President Hagemeyer: Sheldon, I have work to do, and I'm sure that you can solve this one on your own.
Sheldon: I suppose a nap might be refreshing. What kind of lumbar support does that couch have?
President Hagemeyer: That's it. Come with me.
Quote from George Jr.
Meemaw: So, how we doing?
Georgie: Not bad, but I still think if you let me advertise, we could get more people in here.
Meemaw: How do you advertise a place that ain't exactly legal?
Georgie: People love secrets. We could get flyers that say, "Come to our secret gambling room, but, shh, don't tell anybody."
Meemaw: That's how I feel about your ideas, "Shh, don't tell anybody."
Quote from June
June: Hey, y'all.
Meemaw: Hey, June. Glad you finally came down.
June: This is so fun, sneaking in through the back alley. [chuckles] Y'all should get a secret knock.
Georgie: 'Cause secrets are fun, right?
June: Absolutely.
Georgie: [to Meemaw] Told you.
Meemaw: Go do your job.
June: So, how's this all work?
Meemaw: You play, you lose, you go home smelling like cigarettes.
June: You just described my love life. [Meemaw laughs]
Quote from George Sr.
Mary: And if you're gonna take naps in your dorm, you might want an alarm clock.
George: And remember, no parties. [Sheldon is silent] That was a joke.
Sheldon: And now I know.
Quote from George Jr.
Georgie: Maybe we could give out punch cards, like they do at the sandwich shop.
Meemaw: Punch cards for what?
Georgie: You know, every ten times you come here, you get a free play.
Meemaw: What's to keep people from punching it themselves?
Georgie: I'm getting me a free sandwich.
Quote from Sheldon
Sam: Well, I was gonna study in my dorm, but there was a sock on my door.
Sheldon: Oh, and you didn't want to touch it. I understand completely.
Sam: Yeah, you really don't, but that's fine.
Sheldon: Well, I have a room here, so you could study with me if you'd like.
Sam: Oh, uh, yeah. Yeah. That'd be great. [chuckles]
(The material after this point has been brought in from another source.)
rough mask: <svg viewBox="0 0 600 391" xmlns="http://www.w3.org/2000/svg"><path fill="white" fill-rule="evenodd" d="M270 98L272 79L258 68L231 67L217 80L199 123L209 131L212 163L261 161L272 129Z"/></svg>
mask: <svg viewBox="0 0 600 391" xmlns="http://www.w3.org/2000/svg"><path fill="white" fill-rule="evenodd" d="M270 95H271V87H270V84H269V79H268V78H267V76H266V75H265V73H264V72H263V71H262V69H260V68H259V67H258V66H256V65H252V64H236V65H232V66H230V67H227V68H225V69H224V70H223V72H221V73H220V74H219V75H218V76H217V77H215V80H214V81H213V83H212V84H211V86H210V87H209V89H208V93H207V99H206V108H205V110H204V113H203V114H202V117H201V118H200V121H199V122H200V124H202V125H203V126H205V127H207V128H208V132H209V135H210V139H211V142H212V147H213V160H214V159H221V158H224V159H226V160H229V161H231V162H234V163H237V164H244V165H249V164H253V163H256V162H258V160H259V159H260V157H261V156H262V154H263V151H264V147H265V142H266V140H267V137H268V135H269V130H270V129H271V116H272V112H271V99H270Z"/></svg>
Sheldon: Why was there a sock on your door?
Sam: It's like a signal.
Sheldon: A signal for what?
Sam: A signal that I should change the subject. How are your classes going?
Sheldon: So well, thank you for asking.
Quote from Sheldon
Sam: Wait, you have a single?
Sheldon: Uh-huh.
Sam: And you don't even sleep here?
Sheldon: Well, sometimes I take naps, but that mattress is lumpy, lumpy.
Sam: I live with two other girls in a room this size.
Sheldon: You should've complained to President Hagemeyer. She was very accommodating.
Sam: Wait, there are two closets?
Sheldon: That's a bathroom.
Sam: Are you kidding me? I share one with, like, 30 other people.
Sheldon: That sounds yucky.
Sam: It is, Sheldon. It is very yucky. However yucky you think it is, it is yuckier.
Sheldon: Well, you're welcome to use mine. Just squat over the seat, don't sit.